ENDPOINT = f"https://bedrock-runtime.{REGION}.amazonaws.com/application-inference-profile/{inference_profile_id}/invoke"
# --- Build payload for Claude prompt-style API ---
def load_style_prompt(path):
with open(path, "r", encoding="utf-8") as f:
return f.read().strip()
def build_payload(style_prompt, user_message):
return {
"input": f"{style_prompt}\n\n{user_message}"
}
# --- Sign and send request ---
def invoke_claude(payload):
session = botocore.session.get_session()
credentials = session.get_credentials().get_frozen_credentials()
aws_request = AWSRequest(
method="POST",
url=ENDPOINT,
data=json.dumps(payload),
headers={
"content-type": "application/json",
"accept": "application/json"
}
)
sigv4 = botocore.auth.SigV4Auth(credentials, "bedrock", REGION)
sigv4.add_auth(aws_request)
prepared = aws_request.prepare()
print("\nSigned Headers Sent to AWS:")
for k, v in dict(prepared.headers).items():
print(f"{k}: {v}")
http_session = URLLib3Session()
response = http_session.send(prepared)
print("\nPayload Sent to AWS:")
print(prepared.body)
return response
# --- CLI Entrypoint ---
def main():
parser = argparse.ArgumentParser(description="Call Claude with a styled message.")
parser.add_argument("--message", required=True, help="The user message to send.")
args = parser.parse_args()
style_prompt = load_style_prompt(STYLE_PROMPT_PATH)
payload = build_payload(style_prompt, args.message)

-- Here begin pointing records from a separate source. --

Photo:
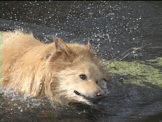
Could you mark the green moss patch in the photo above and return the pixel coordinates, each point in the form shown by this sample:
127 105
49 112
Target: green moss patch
137 73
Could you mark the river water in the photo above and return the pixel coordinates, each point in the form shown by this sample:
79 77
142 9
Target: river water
112 27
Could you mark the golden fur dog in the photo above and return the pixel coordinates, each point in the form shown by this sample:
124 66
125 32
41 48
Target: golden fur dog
65 73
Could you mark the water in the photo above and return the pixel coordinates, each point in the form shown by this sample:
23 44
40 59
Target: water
113 27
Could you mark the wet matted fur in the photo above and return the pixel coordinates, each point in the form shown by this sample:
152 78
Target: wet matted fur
65 73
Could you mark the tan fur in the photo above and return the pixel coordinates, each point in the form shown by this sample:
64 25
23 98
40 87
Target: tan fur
26 68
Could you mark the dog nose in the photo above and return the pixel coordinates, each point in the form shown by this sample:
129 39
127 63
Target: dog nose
99 94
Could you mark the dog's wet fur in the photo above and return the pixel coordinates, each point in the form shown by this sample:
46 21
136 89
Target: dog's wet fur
65 73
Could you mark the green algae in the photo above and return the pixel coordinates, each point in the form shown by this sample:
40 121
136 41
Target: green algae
138 73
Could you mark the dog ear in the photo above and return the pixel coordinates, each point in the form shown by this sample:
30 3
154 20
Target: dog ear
62 51
61 46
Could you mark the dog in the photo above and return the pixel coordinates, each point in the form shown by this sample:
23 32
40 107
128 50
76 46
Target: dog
63 72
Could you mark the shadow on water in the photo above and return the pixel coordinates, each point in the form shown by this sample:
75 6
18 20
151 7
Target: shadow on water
113 27
124 103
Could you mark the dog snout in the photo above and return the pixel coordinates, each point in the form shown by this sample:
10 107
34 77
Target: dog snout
99 95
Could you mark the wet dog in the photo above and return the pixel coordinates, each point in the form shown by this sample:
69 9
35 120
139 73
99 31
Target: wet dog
65 73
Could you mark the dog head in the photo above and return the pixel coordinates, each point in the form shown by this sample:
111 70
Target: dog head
78 75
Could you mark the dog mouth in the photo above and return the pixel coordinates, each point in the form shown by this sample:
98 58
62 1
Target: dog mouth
86 99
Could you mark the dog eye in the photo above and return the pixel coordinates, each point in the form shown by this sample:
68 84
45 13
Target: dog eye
48 55
97 82
83 77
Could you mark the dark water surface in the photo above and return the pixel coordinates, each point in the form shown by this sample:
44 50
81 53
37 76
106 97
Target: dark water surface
112 27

response = invoke_claude(payload)
print(f"\nStatus Code: {response.status_code}")
try:
parsed = json.loads(response.text)
print(json.dumps(parsed, indent=2))
except Exception:
print("Could not parse response:")
print(response.text)
if __name__ == "__main__":
main()
and the output is:
Status Code: 200
{
"Output": {
"__type": "com.amazon.coral.service#UnknownOperationException"
},
"Version": "1.0"
}
I would be very grateful if someone has resolved this and has any idea on what to do next :)
me too only Claude 3.5 is working and if I view Claude 4 in the Service qoutas its this:
A workaround is setting "CLAUDE_CODE_MAX_OUTPUT_TOKENS": 1024:
https://github.com/anthropics/claude-code/issues/1293#issuecomment-2938480588
A workaround is setting
"CLAUDE_CODE_MAX_OUTPUT_TOKENS": 1024
Did it help you? Unfortunately, it didn’t work for me…
I am having issues too. I switched to from opus 4 to sonnet 4 and things started working again
I am having issues too. I switched to from opus 4 to sonnet 4 and things started working again
Having issues with sonnet 4 over here
Same issue happens when I make a get_image tool call through claude code subagents and run into 429 errors. Interestingly, the same issue does not happen when making mcp tool calls through the main thread.
I'm using Bedrock, Opus 4.1 with CLAUDE_CODE_MAX_OUTPUT_TOKENS=32000, and there was no problem recently, but it's happening again when the context gets bigger. There is no problem with Sonnet4.
This issue has been inactive for 30 days. If the issue is still occurring, please comment to let us know. Otherwise, this issue will be automatically closed in 30 days for housekeeping purposes.
I think I'm seeing it too. Should keep this ticket open.